Frankly this is market-worship at its worst. Information is not free, and relying on a “reputation system” for medical practitioners or drugs is likely to have huge costs.”
Having a 10-15 year ban on new drugs also has huge costs.
There are situations where people will need to take drugs even if they haven’t been through the whole testing process – is it right for the FDA to deny them their shot at survival and seal their doom? I think not.

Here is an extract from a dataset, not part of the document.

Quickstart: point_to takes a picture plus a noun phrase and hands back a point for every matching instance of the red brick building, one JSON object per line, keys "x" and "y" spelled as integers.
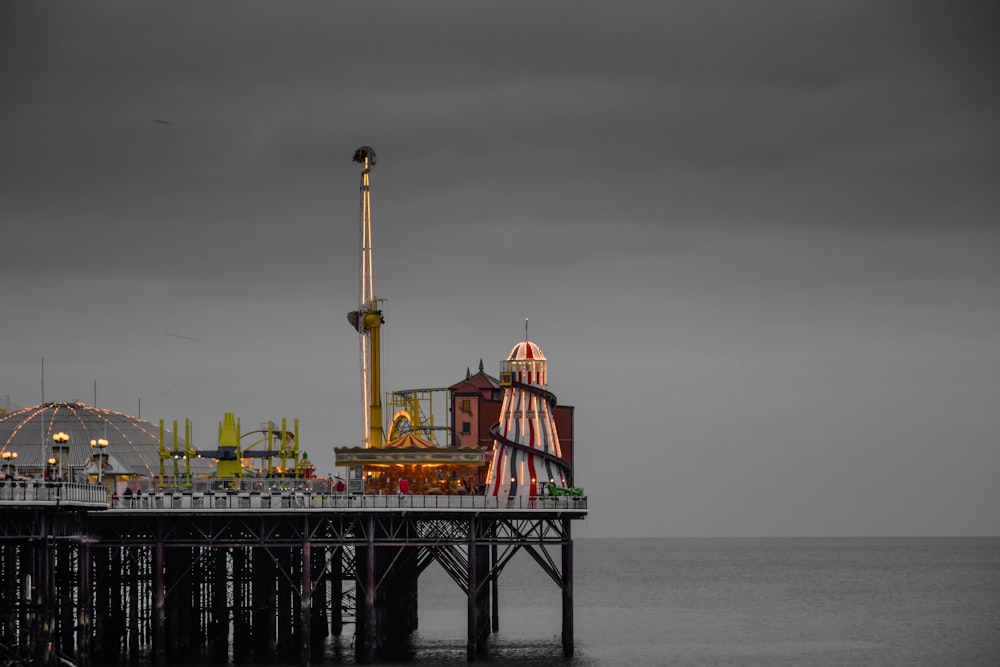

“A reputation system depends on consumers making informed choices. In an emergency, how is the patient going to make such a choice? Doesn’t there have to be a minimum standard that practitioners must meet, and isn’t that what a licensing system aims at? ”
Well, a reputation system, just like a licensing system, only requires someone to make informed choices and prove themselves trustworthy, and not necessarily the people having the emergency. The only difference between a reputation system and a licensing board is that the private operators lack the power to make their word into law, and thus must prove their judgements trustworthy. And long before you have an emergency, you will have plenty of opportunity to decide whose judgement you will accept.
Ralph Lee
Oct 25 2004 at 4:11pm
And how do you propose to measure the quality of a practitioner? I’m fairly ignorant of health economics, but if you revoke or “downgrade” a medical practitioner for each “error”, it would seem like providers of health care would see incentives to perform only risk-free procedures, thus starving the market for procedures that can possibly give rise to such penalties. In addition, grading would seem to only punish those who have wronged (intentionally or not), instead of rewarding those who do well.